13.9.21

DOJ LSP review bad idea, politically moot

All of the chief of the Louisiana State Police, the Louisiana Legislative Black Caucus, and the state’s only Democrat elected to federal office all are open to, if not asking for, a U.S. Department of Justice “pattern or practice” review of the LSP. Bad idea, the data show, and politics may torpedo it in any event.

In July, the Caucus put in a formal request for DOJ to perform this, where the agency looks for a “pattern or practice” of action by a law enforcement agency that violates either constitutional protections or federal laws. It comprehensively evaluates the law enforcement agency’s written policies and actual practices, including its systems for training, equipping, and supervising officers; how it collects and uses data to identify and address problems; its systems for holding officers accountable for misconduct; and the degree of accountability to community voices and democratic government.

The request was spurred by media revelations of highly questionable LSP officer conduct in the traffic stop of Ronald Greene, a black motorist on the road in northeast Louisiana, that appears to have contributed to his death incident to an arrest. Other internal LSP documents also obtained through information requests revealed additional sketchy incidents over the past decade where allegedly excessive force was used.

Worse, evidence showed some administrators acted indifferently to their oversight duties while some front-line troopers appeared to engage in a pattern of obfuscation to hinder such review. Departmental records also show two-thirds of uses of force occurred against black suspects, a statistic along with the media revelation which caught the attention of black Democrat Rep. Troy Carter who joined the call for investigation; Carter as a New Orleans politician has seen this play out in the city that ended up with a consent decree covering its police department spurred by such a review.
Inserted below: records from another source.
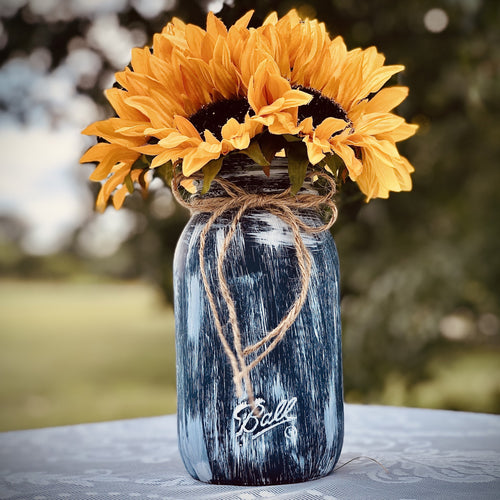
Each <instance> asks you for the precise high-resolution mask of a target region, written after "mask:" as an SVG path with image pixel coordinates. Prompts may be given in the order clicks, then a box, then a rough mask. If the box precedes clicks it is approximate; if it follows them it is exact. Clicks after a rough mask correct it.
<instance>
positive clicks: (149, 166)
mask: <svg viewBox="0 0 500 500" xmlns="http://www.w3.org/2000/svg"><path fill="white" fill-rule="evenodd" d="M150 166H151V162H150V161H149V158H148V157H147V156H146V155H141V156H139V158H137V160H135V162H134V164H133V165H132V170H135V169H141V170H147V169H149V168H150Z"/></svg>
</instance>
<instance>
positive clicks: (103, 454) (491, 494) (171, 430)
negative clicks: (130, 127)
mask: <svg viewBox="0 0 500 500" xmlns="http://www.w3.org/2000/svg"><path fill="white" fill-rule="evenodd" d="M345 422H346V434H345V444H344V448H343V451H342V455H341V457H340V460H339V464H338V465H337V469H336V470H335V471H334V472H333V473H332V474H330V475H329V476H327V477H324V478H322V479H318V480H315V481H310V482H307V483H299V484H291V485H280V486H264V487H238V486H218V485H206V484H204V483H200V482H198V481H195V480H194V479H192V478H191V477H190V476H189V475H188V474H187V473H186V471H185V470H184V467H183V465H182V462H181V458H180V456H179V452H178V449H177V440H176V439H177V438H176V418H175V415H168V416H162V417H152V418H141V419H132V420H120V421H113V422H104V423H97V424H81V425H73V426H65V427H52V428H46V429H37V430H28V431H14V432H6V433H2V434H0V499H2V500H4V499H9V500H58V499H68V500H83V499H85V500H92V499H94V500H113V499H117V500H123V499H130V500H133V499H157V500H167V499H168V500H171V499H183V498H187V499H190V500H198V499H213V500H219V499H221V500H222V499H227V500H229V499H232V500H233V499H234V500H254V499H255V500H257V499H260V500H262V499H274V500H276V499H283V500H292V499H297V500H321V499H323V500H334V499H338V500H341V499H349V500H352V499H370V500H377V499H381V500H382V499H383V500H392V499H397V500H403V499H404V500H407V499H408V500H409V499H418V500H420V499H425V498H432V499H454V500H456V499H465V498H466V499H474V500H478V499H495V500H498V499H500V416H497V415H485V414H478V413H461V412H451V411H441V410H423V409H411V408H395V407H383V406H361V405H346V419H345ZM355 457H369V458H357V459H355V460H353V461H351V462H348V461H349V460H351V459H353V458H355ZM375 460H376V462H375ZM347 462H348V463H347ZM342 464H346V465H344V466H342V467H340V466H341V465H342Z"/></svg>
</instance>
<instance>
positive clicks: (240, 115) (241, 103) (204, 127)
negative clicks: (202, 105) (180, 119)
mask: <svg viewBox="0 0 500 500" xmlns="http://www.w3.org/2000/svg"><path fill="white" fill-rule="evenodd" d="M249 112H250V114H253V111H252V110H251V108H250V104H248V101H247V100H246V99H245V98H240V99H225V100H223V101H217V102H214V103H211V104H207V105H205V106H203V107H202V108H200V109H199V110H198V111H197V112H196V113H195V114H194V115H191V116H190V117H189V121H190V122H191V123H192V124H193V125H194V128H195V129H196V130H197V131H198V132H199V133H200V134H203V132H204V131H205V130H210V132H212V134H214V136H215V137H217V139H218V140H219V141H220V140H221V139H222V127H223V126H224V125H225V124H226V123H227V121H228V120H229V119H230V118H234V119H235V120H236V121H237V122H239V123H243V122H244V121H245V115H246V114H247V113H249Z"/></svg>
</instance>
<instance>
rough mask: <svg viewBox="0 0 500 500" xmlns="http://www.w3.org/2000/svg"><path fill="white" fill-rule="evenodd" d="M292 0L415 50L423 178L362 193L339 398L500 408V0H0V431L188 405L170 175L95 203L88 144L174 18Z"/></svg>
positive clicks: (93, 186)
mask: <svg viewBox="0 0 500 500" xmlns="http://www.w3.org/2000/svg"><path fill="white" fill-rule="evenodd" d="M292 7H295V8H297V9H298V10H299V12H300V14H302V15H303V16H307V17H317V18H318V19H320V20H321V21H324V22H325V23H326V25H327V28H328V30H329V32H330V34H331V35H332V36H334V35H337V34H341V35H342V36H343V37H344V39H345V40H346V43H347V45H348V47H349V48H355V47H358V46H361V47H364V48H366V47H368V46H370V45H373V44H374V45H376V46H377V47H378V49H379V50H380V51H381V52H383V53H384V54H385V55H386V60H387V64H399V63H402V64H405V65H406V71H405V72H404V73H403V74H402V75H401V76H399V77H398V78H397V79H394V80H393V82H392V83H399V84H403V85H408V86H409V87H410V90H411V91H410V96H409V98H408V99H407V100H406V101H405V103H404V105H402V106H401V107H400V108H399V109H398V113H399V114H401V115H403V116H404V117H405V118H406V119H407V120H408V121H410V122H413V123H418V124H419V125H420V131H419V133H418V135H417V136H416V137H414V138H412V139H410V140H409V141H407V142H406V143H402V144H401V146H400V149H401V150H402V152H403V153H404V154H405V155H406V156H407V157H408V158H409V159H410V161H411V162H412V163H413V165H414V166H415V168H416V172H415V174H414V175H413V180H414V189H413V191H412V192H411V193H401V194H393V195H392V196H391V198H390V199H389V200H375V201H372V202H371V203H369V204H368V205H364V204H362V205H359V204H358V205H355V204H353V205H350V206H345V207H344V208H343V209H342V210H341V215H340V218H339V220H338V222H337V223H336V225H335V226H334V228H333V234H334V237H335V240H336V243H337V246H338V249H339V253H340V258H341V271H342V296H343V298H342V314H343V343H344V344H343V348H344V381H345V399H346V401H347V402H351V403H376V404H391V405H406V406H423V407H432V408H446V409H455V410H468V411H480V412H494V413H500V319H499V318H500V300H499V299H500V234H499V233H500V230H499V221H498V219H499V216H500V195H499V192H498V191H499V187H500V165H499V161H500V120H499V116H500V115H499V113H498V112H499V107H500V4H499V3H498V2H495V1H493V0H491V1H490V0H407V1H405V2H395V1H392V0H364V1H356V0H351V1H348V0H314V1H313V0H310V1H304V2H301V1H299V0H297V1H293V0H287V1H281V2H270V1H266V0H251V1H246V0H245V1H236V0H233V1H232V2H226V3H223V2H222V1H221V0H214V1H208V2H207V1H203V0H199V1H198V2H195V1H188V0H182V1H180V0H107V1H106V2H101V1H100V0H2V1H1V2H0V430H8V429H21V428H27V427H41V426H47V425H59V424H70V423H76V422H89V421H97V420H107V419H118V418H125V417H135V416H147V415H158V414H164V413H172V412H174V411H175V353H174V326H173V312H172V307H171V299H172V290H171V265H172V255H173V251H174V248H175V243H176V240H177V237H178V234H179V232H180V231H181V230H182V228H183V226H184V224H185V222H186V220H187V216H186V213H185V212H184V211H182V210H181V209H179V208H178V207H176V206H175V204H174V203H173V202H172V199H171V196H170V193H169V191H168V190H167V189H165V188H162V187H160V186H153V189H152V192H151V195H150V196H149V197H148V199H147V200H142V199H141V198H136V197H134V196H132V197H129V198H128V199H127V200H126V203H125V208H124V209H122V210H121V211H119V212H116V211H114V210H113V209H108V210H107V211H106V212H105V213H104V214H103V215H99V214H96V213H94V212H93V200H94V197H95V194H96V189H97V186H95V185H93V186H92V185H90V183H89V182H88V181H87V177H88V175H89V174H90V172H91V171H92V167H91V166H88V165H84V166H82V165H79V164H78V160H79V157H80V156H81V154H82V153H83V152H84V151H85V150H86V149H87V148H88V147H89V146H91V145H92V144H93V139H92V138H88V137H84V136H82V135H80V131H81V130H82V129H83V128H84V127H85V126H86V125H87V124H89V123H90V122H92V121H95V120H97V119H103V118H106V117H109V116H111V113H112V112H111V109H110V107H109V106H108V105H107V103H106V102H105V99H104V96H103V90H104V89H106V88H108V87H110V86H112V84H113V82H114V76H113V75H114V72H116V71H119V70H122V69H123V67H124V66H126V65H127V64H128V63H129V60H130V51H131V48H132V47H134V46H143V45H146V44H149V43H150V41H151V39H152V35H153V33H155V32H157V31H160V30H161V28H162V27H163V26H164V25H165V24H166V23H167V22H168V21H169V20H170V19H171V18H172V17H173V16H178V17H180V18H181V19H183V20H184V21H186V22H192V23H196V24H198V25H202V26H204V22H205V17H206V12H207V11H208V10H213V11H214V12H216V13H217V14H218V15H219V17H221V18H222V20H223V21H224V22H225V23H226V25H229V24H231V23H232V22H234V21H235V20H236V19H237V18H238V17H240V16H241V15H242V14H243V13H245V12H246V11H247V10H250V9H252V8H255V9H256V13H255V16H254V20H253V22H254V23H256V24H260V23H261V22H262V20H263V19H264V18H265V17H266V15H267V14H268V13H269V12H271V11H273V10H276V11H277V12H278V14H280V15H283V14H285V13H286V12H287V11H288V10H289V9H290V8H292Z"/></svg>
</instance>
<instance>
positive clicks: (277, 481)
mask: <svg viewBox="0 0 500 500" xmlns="http://www.w3.org/2000/svg"><path fill="white" fill-rule="evenodd" d="M280 161H281V162H283V161H284V160H280ZM281 166H282V167H283V165H281ZM275 167H276V166H275V164H274V163H273V169H272V173H271V176H270V177H269V178H268V177H266V176H265V175H264V174H263V173H262V171H261V170H260V167H259V168H258V169H254V168H251V167H249V166H248V165H246V166H245V168H243V169H242V168H237V169H236V170H237V171H238V172H240V173H238V174H230V173H228V174H227V175H228V176H229V177H230V180H231V181H232V182H234V183H235V184H237V185H238V184H239V185H240V186H241V185H244V186H245V189H246V190H250V191H251V190H252V189H254V191H255V190H264V191H267V192H273V190H274V191H276V190H280V191H282V190H283V189H284V188H286V187H287V185H288V177H287V172H286V164H285V165H284V167H285V168H281V169H280V168H275ZM278 167H279V165H278ZM229 172H231V171H229ZM233 172H234V170H233ZM211 191H212V189H211V190H210V191H209V193H208V194H207V195H206V196H211ZM210 215H211V214H209V213H196V214H194V215H193V216H192V217H191V219H190V221H189V222H188V224H187V226H186V228H185V229H184V232H183V233H182V236H181V237H180V240H179V242H178V245H177V249H176V253H175V259H174V293H175V320H176V355H177V414H178V436H179V450H180V453H181V456H182V459H183V461H184V464H185V466H186V469H187V470H188V472H189V473H190V474H191V475H192V476H193V477H194V478H196V479H199V480H201V481H204V482H208V483H218V484H239V485H269V484H282V483H294V482H301V481H307V480H310V479H315V478H318V477H321V476H324V475H326V474H328V473H330V472H331V471H332V469H333V467H334V466H335V464H336V462H337V460H338V458H339V455H340V451H341V448H342V442H343V433H344V423H343V411H344V409H343V389H342V359H341V326H340V308H339V262H338V255H337V250H336V247H335V243H334V241H333V238H332V236H331V234H330V232H329V231H323V232H320V233H315V234H309V233H303V234H302V239H303V242H304V244H305V247H306V249H307V250H308V252H309V254H310V257H311V261H312V266H311V276H310V282H309V287H308V293H307V298H306V300H305V303H304V304H303V306H302V309H301V310H300V313H299V315H298V317H297V318H296V320H295V322H294V323H293V324H292V326H291V327H290V328H289V329H288V330H287V332H286V334H285V335H284V337H283V338H282V339H281V341H280V342H279V343H278V344H277V345H276V347H275V348H274V349H273V350H272V351H271V352H269V354H268V355H267V356H265V357H264V358H263V359H262V360H261V361H260V362H259V363H258V364H257V365H256V366H255V367H254V368H253V369H252V370H251V371H250V373H249V377H250V382H251V386H252V388H253V395H254V398H255V400H254V404H255V407H254V408H252V406H251V404H250V403H251V401H250V398H249V397H248V394H247V393H246V392H243V394H242V395H240V397H238V396H237V394H236V391H235V385H234V380H233V378H234V373H233V370H232V367H231V364H230V362H229V359H228V356H227V352H226V350H225V348H224V347H223V345H222V342H221V341H220V338H219V335H218V333H217V329H216V326H215V325H214V314H213V312H212V310H211V306H210V304H209V302H208V299H207V293H206V290H205V288H204V284H203V280H202V276H201V271H200V258H199V246H200V234H201V232H202V231H203V228H204V226H205V224H206V222H207V220H208V218H209V217H210ZM233 216H234V211H228V212H225V213H223V214H222V215H221V216H220V217H218V218H217V219H216V221H215V222H214V223H213V225H212V226H211V227H210V229H209V231H208V233H207V234H206V238H205V250H204V258H205V267H206V276H207V279H208V283H209V286H210V289H211V290H212V293H213V298H214V301H215V304H216V307H217V314H218V316H219V318H220V320H221V323H222V328H223V329H227V328H228V319H227V317H228V308H227V304H226V303H225V301H224V300H223V298H222V296H221V293H220V283H218V280H217V270H216V268H217V259H218V255H219V252H220V249H221V245H222V242H223V240H224V238H225V235H226V233H227V231H228V227H229V226H230V224H231V222H232V218H233ZM298 216H299V217H300V218H301V219H302V220H303V221H305V222H306V223H307V224H308V225H312V226H320V225H321V224H322V221H321V219H320V216H319V215H318V214H317V213H315V212H313V211H311V210H307V211H303V213H299V214H298ZM224 275H225V278H226V281H227V284H228V286H229V290H230V293H231V296H232V298H233V300H234V307H235V310H236V314H237V318H238V324H239V329H240V335H241V340H242V344H243V345H245V346H246V345H252V344H255V343H256V342H258V341H259V340H260V339H262V337H263V336H265V335H266V333H267V332H269V331H271V330H272V329H273V328H274V327H275V326H276V325H277V324H278V323H279V322H280V321H281V319H282V318H283V317H284V316H285V315H286V314H287V311H288V310H289V308H290V306H291V304H292V303H293V302H294V300H295V297H296V296H297V294H298V293H299V292H300V290H299V288H300V286H301V280H300V276H299V272H298V269H297V252H296V247H295V245H294V238H293V234H292V229H291V228H290V226H289V225H288V224H287V223H286V222H284V221H283V220H282V219H281V218H279V217H277V216H276V215H273V214H271V213H270V212H269V211H267V210H265V209H258V208H253V209H249V210H247V211H246V212H245V213H244V214H243V215H242V218H241V220H240V222H239V223H238V226H237V229H236V231H235V233H234V237H233V238H232V240H231V243H230V245H229V247H228V249H227V254H226V255H225V260H224ZM227 337H228V339H229V345H230V347H231V348H232V347H234V346H233V344H232V342H233V341H232V340H231V337H230V336H229V335H228V336H227Z"/></svg>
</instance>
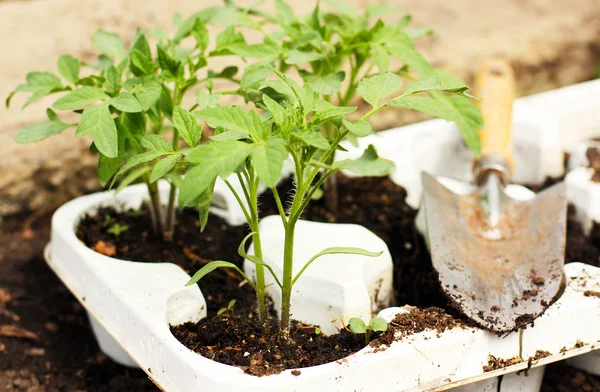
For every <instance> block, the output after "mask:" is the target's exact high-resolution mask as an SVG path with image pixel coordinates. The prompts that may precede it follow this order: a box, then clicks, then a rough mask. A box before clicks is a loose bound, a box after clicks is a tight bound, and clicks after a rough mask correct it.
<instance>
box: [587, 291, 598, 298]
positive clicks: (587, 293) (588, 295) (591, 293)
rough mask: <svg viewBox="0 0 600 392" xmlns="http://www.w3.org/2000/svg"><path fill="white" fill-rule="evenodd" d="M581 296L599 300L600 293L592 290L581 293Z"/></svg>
mask: <svg viewBox="0 0 600 392" xmlns="http://www.w3.org/2000/svg"><path fill="white" fill-rule="evenodd" d="M583 295H585V296H586V297H597V298H600V292H598V291H593V290H585V291H584V292H583Z"/></svg>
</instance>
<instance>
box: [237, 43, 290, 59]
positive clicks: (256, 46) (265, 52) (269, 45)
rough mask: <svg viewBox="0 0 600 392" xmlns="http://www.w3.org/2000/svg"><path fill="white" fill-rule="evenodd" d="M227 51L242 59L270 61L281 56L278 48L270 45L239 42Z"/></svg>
mask: <svg viewBox="0 0 600 392" xmlns="http://www.w3.org/2000/svg"><path fill="white" fill-rule="evenodd" d="M227 49H228V50H229V51H231V52H232V53H233V54H236V55H238V56H240V57H242V58H253V59H270V58H275V57H277V56H278V55H279V50H278V49H277V47H275V46H273V45H270V44H254V45H248V44H247V43H245V42H238V43H235V44H231V45H229V46H227Z"/></svg>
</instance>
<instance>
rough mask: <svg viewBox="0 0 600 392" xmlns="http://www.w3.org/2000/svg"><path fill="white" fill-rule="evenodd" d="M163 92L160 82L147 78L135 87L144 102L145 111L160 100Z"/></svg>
mask: <svg viewBox="0 0 600 392" xmlns="http://www.w3.org/2000/svg"><path fill="white" fill-rule="evenodd" d="M161 92H162V87H160V84H158V83H157V82H154V81H152V80H147V81H145V82H144V83H142V84H139V85H137V86H136V87H135V96H136V97H137V99H138V101H140V104H142V109H143V110H144V112H147V111H148V110H149V109H150V108H151V107H152V105H154V104H155V103H156V101H158V99H159V98H160V95H161Z"/></svg>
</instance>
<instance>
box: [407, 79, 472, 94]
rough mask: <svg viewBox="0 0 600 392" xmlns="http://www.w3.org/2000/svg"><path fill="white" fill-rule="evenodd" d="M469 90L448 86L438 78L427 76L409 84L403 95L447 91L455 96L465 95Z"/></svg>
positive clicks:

LSP Commander Col. Lamar Davis, in addressing the controversy, averred he wouldn’t oppose such an investigation. However, he said he didn’t think agency problems rose to a level necessitating such an intervention and that a better strategy allowed for the agency to hire outside auditors.

The data back him on this. Researchers last year studied 27 such investigations, some of which were performed by state agencies, which they divided into 22 that had come about with little media attention and five triggered by a “viral event,” or an incident that received extensive legacy and social media scrutiny. For the 22, they discovered announcement of an investigation had no negative impact on the murder or crime rate in those jurisdictions.

However, the other five displayed strongly negative effects after announcement. Homicide and crime rates rose dramatically and without decline for a couple of years, at levels that would equate to nearly 1,000 additional homicides and almost 55,000 more total crimes in a jurisdiction with Louisiana’s population in that time span. Researchers attribute this to a significant decline in policing quantity out of fear by patrol officers and superiors that anything but passive policing would exacerbate accusations of constitutional violations.

The Greene death and the media publicity that followed, even if coming a year and more later, clearly mark this as a viral event. And although LSP activities differ somewhat from those standard at the local LEA level, the data indicate commencing a DOJ investigation likely would trigger a serious increase in crime on Louisiana byways and in the few areas the LSP directly polices – with consequences the authors note, for example, of more blacks dead from crime in just two years than of black suspects at the hands of police that occurred over the several previous decades.

Opening this kind of investigation of the LSP also would be a first for the DOJ. It never has conducted one on a state agency, although it did investigate territorial law enforcement in Puerto Rico and the Virgin Islands.

Certainly, the disturbing revelations call for some kind of review to determine whether incidents of misconduct were isolated, but involving the DOJ would cause detrimental side effects. In the final analysis, the question may be moot for political reasons, because the Democrat Pres. Joe Biden Administration in conducting such an investigation might find a potential coverup of the Greene death going all the way to the top of the Democrat Gov. John Bel Edwards Administration.